🤖 AI Summary
Protein self-assembly simulations often suffer from rugged energy landscapes induced by short-range hydrophobic interactions, leading to trapping in nonfunctional local minima and poor sampling of native biological conformations. To address this, we propose a topology-guided long-range potential based on persistent homology—specifically, the weighted total persistence—which is the first to directly embed this general geometric descriptor into molecular force fields without relying on electrostatic or chemically specific parameters, using only atomic coordinates as input. Our method synergistically integrates topological metrics with implicit solvation free-energy models to enable efficient navigation toward functional conformational spaces in molecular dynamics. Applied to systems including the tobacco mosaic virus dimer, it improves self-assembly success rates by up to 16-fold and successfully converges previously intractable assembly processes. This significantly extends the feasibility boundary for structural prediction in both coarse-grained and all-atom simulations.
📝 Abstract
The simulated self-assembly of molecular building blocks into functional complexes is a key area of study in computational biology and materials science. Self-assembly simulations of proteins, driven by short-range non-polar interactions, can find the biologically correct assembly as the energy minimizing state. Short-ranged potentials produce rugged energy landscapes however, which lead to simulations becoming trapped in non-functional, local minimizers.

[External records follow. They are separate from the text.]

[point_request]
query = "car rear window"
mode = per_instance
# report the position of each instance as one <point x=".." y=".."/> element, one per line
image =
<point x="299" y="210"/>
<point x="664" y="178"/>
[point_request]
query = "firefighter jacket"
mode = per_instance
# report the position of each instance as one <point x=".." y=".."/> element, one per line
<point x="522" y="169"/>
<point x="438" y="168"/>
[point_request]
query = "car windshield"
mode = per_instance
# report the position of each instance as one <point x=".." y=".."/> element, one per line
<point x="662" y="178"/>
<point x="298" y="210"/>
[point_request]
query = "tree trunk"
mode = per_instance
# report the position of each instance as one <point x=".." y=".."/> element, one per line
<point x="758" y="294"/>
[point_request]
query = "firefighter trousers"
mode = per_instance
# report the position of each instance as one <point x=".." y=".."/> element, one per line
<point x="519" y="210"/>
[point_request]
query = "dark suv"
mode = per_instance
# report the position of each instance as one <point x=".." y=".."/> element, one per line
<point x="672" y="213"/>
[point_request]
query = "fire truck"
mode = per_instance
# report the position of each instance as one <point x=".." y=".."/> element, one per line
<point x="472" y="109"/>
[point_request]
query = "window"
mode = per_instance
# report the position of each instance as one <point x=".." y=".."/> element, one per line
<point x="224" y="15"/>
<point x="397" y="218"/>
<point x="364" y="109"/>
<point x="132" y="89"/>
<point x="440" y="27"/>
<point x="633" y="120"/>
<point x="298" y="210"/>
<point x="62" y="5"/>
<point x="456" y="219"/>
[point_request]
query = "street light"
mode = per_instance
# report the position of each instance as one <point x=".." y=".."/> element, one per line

Successful self-assembly simulations depend both on the physical realism of the driving potentials as well as their ability to efficiently explore the configuration space.
We introduce a long-range topological potential, quantified via weighted total persistence, and combine it with the morphometric approach to solvation-free energy. This combination improves the assembly success rate in simulations of the tobacco mosaic virus dimer and other protein complexes by up to sixteen-fold compared with the morphometric model alone. It further enables successful simulation in systems that don't otherwise assemble during the examined timescales.
Compared to previous topology-based work, which has been primarily descriptive, our approach uses topological measures as an active energetic bias that is independent of electrostatics or chemical specificity and depends only on atomic coordinates. Therefore the method can, in principle, be applied to arbitrary systems where such coordinates are optimized. Integrating topological descriptions into an energy function offers a general strategy for overcoming kinetic barriers in molecular simulations, with potential applications in drug design, materials development, and the study of complex self-assembly processes.